2

I'm following this guide without changing anything. I'm using an aws server with deep learning ami: Deep Learning AMI (Ubuntu 18.04) Version 40.0

I've tried to change my custom dataset to the coco dataset and to a small subset of the custom one. batch size doesn't seems to matter, CUDA and other drivers seems to work.

The exception is thrown when the batch starts the training process. This is the full stack trace:

Logging results to runs/train/exp66
Starting training for 5 epochs...

     Epoch   gpu_mem       box       obj       cls     total   targets  img_size
  0%|                                                                                                                                                                                                                 | 0/22 [00:00<?, ?it/s]
Traceback (most recent call last):
  File "train.py", line 533, in <module>
    train(hyp, opt, device, tb_writer, wandb)
  File "train.py", line 298, in train
    pred = model(imgs)  # forward
  File "/usr/local/lib/python3.8/site-packages/torch/nn/modules/module.py", line 889, in _call_impl
    result = self.forward(*input, **kwargs)
  File "/home/ubuntu/yolov5/models/yolo.py", line 121, in forward
    return self.forward_once(x, profile)  # single-scale inference, train
  File "/home/ubuntu/yolov5/models/yolo.py", line 137, in forward_once
    x = m(x)  # run
  File "/usr/local/lib/python3.8/site-packages/torch/nn/modules/module.py", line 889, in _call_impl
    result = self.forward(*input, **kwargs)
  File "/home/ubuntu/yolov5/models/common.py", line 113, in forward
    return self.conv(torch.cat([x[..., ::2, ::2], x[..., 1::2, ::2], x[..., ::2, 1::2], x[..., 1::2, 1::2]], 1))
  File "/usr/local/lib/python3.8/site-packages/torch/nn/modules/module.py", line 889, in _call_impl
    result = self.forward(*input, **kwargs)
  File "/home/ubuntu/yolov5/models/common.py", line 38, in forward
    return self.act(self.bn(self.conv(x)))
  File "/usr/local/lib/python3.8/site-packages/torch/nn/modules/module.py", line 889, in _call_impl
    result = self.forward(*input, **kwargs)
  File "/usr/local/lib/python3.8/site-packages/torch/nn/modules/conv.py", line 399, in forward
    return self._conv_forward(input, self.weight, self.bias)
  File "/usr/local/lib/python3.8/site-packages/torch/nn/modules/conv.py", line 395, in _conv_forward
    return F.conv2d(input, weight, bias, self.stride,
RuntimeError: cuDNN error: CUDNN_STATUS_NOT_INITIALIZED
talonmies
  • 70,661
  • 34
  • 192
  • 269
Netanel
  • 459
  • 1
  • 5
  • 17
  • Not sure if this is helpful, but in my case, I had to reduce the batch size.
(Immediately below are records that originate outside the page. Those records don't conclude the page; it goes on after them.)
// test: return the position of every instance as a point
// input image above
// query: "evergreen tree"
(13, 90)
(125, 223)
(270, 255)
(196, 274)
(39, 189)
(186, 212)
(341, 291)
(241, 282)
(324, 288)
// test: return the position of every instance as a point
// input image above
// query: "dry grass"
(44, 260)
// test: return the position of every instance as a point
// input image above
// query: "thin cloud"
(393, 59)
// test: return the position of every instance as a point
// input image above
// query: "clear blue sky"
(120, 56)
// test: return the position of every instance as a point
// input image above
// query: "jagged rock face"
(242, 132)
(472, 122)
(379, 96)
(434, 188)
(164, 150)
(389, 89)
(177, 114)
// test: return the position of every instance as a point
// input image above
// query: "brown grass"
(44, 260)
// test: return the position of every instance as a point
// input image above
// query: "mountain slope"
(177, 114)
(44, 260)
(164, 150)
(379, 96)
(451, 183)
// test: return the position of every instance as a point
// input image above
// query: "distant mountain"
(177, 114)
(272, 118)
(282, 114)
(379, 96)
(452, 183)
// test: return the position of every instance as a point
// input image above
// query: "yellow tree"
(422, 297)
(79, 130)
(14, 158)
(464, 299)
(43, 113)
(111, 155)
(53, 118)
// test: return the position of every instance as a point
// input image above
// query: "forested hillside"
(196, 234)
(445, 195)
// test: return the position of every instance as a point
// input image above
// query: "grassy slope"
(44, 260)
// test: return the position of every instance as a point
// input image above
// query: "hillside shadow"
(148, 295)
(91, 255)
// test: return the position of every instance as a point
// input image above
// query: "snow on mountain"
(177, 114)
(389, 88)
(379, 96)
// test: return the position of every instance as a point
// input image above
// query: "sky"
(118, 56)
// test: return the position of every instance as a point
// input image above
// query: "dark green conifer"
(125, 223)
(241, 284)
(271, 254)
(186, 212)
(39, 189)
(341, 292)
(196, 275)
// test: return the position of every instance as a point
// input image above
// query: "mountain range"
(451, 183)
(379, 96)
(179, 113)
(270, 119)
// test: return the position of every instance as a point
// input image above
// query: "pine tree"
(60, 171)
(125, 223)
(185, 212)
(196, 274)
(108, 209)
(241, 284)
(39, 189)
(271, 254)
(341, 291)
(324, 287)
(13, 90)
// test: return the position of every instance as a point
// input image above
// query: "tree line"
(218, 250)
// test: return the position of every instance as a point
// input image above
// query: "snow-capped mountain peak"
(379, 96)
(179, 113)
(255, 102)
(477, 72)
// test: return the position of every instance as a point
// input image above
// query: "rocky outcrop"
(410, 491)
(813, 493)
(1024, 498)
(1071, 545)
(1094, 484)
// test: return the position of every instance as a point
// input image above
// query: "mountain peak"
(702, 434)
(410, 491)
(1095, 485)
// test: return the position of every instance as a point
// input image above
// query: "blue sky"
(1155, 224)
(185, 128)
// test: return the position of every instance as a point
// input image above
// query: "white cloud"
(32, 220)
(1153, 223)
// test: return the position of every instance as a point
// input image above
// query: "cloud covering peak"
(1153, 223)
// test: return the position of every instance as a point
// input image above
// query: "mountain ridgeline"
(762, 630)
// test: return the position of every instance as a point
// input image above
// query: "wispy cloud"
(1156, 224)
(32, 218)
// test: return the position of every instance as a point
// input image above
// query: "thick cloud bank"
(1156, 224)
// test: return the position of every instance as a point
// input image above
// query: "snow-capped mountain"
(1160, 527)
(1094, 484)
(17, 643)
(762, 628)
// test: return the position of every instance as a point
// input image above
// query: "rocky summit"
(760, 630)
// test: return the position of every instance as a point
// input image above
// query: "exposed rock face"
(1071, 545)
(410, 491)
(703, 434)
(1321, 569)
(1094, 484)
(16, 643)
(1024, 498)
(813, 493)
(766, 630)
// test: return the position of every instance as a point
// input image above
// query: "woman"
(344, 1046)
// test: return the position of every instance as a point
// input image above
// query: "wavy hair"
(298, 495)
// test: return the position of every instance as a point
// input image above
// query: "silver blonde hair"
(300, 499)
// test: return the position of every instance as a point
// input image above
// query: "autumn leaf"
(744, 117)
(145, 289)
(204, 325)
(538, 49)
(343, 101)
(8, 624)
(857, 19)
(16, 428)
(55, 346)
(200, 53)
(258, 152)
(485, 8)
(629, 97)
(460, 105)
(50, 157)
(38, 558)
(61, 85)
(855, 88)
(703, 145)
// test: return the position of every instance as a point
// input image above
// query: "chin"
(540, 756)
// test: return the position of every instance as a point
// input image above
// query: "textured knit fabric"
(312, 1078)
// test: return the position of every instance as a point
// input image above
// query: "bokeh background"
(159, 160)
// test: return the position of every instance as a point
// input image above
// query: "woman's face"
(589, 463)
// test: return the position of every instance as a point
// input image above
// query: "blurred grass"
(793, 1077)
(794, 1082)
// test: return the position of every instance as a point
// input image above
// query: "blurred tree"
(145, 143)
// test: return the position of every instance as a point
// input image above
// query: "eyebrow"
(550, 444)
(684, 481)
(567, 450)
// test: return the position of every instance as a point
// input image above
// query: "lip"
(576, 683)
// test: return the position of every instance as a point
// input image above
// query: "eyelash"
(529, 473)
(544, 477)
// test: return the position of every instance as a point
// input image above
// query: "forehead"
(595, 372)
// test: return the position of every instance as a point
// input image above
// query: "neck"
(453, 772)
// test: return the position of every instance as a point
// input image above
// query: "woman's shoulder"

So it could also be an out of memory situation, see also [RuntimeError: cuDNN error: CUDNN_STATUS_NOT_INITIALIZED using pytorch](https://stackoverflow.com/q/66588715/5193830), specifically [this](https://stackoverflow.com/a/69808279/5193830) answer. – Valentin_Ștefan May 25 '22 at 17:05

3 Answers3

1

I don't know why but it seems as torch 1.8 is built on older version of cuda. Also as pytorch has its own cuda it seems to doesn't care what version you have on your machine. Changing the torch version (and matching compatible tochvision) solved my problem.

In my case I did as follows:

  1. Changed two lines in "requirements.txt":

torch==1.7.1

torchvision==0.8.2

  1. Created fresh conda environment with python=3.8
  2. Activated the environment
  3. Installed requirements from modified file:

$ pip install -r requirements.txt

Hope it'll help to someone :)

Tailwhip
  • 29
  • 3
0

I fixed it using conda, I cloned the pytorch environment one which came with the image and it works perfectly. I still don't know the cause though.

Netanel
  • 459
  • 1
  • 5
  • 17
0

I ran into something similar when trying to train yolov5 in a script. I found that upgrading to torch==1.9.0 and torchvision==0.10.0 also works (in case you dont want to downgrade as mentioned above)

qwertyuiop
  • 21
  • 2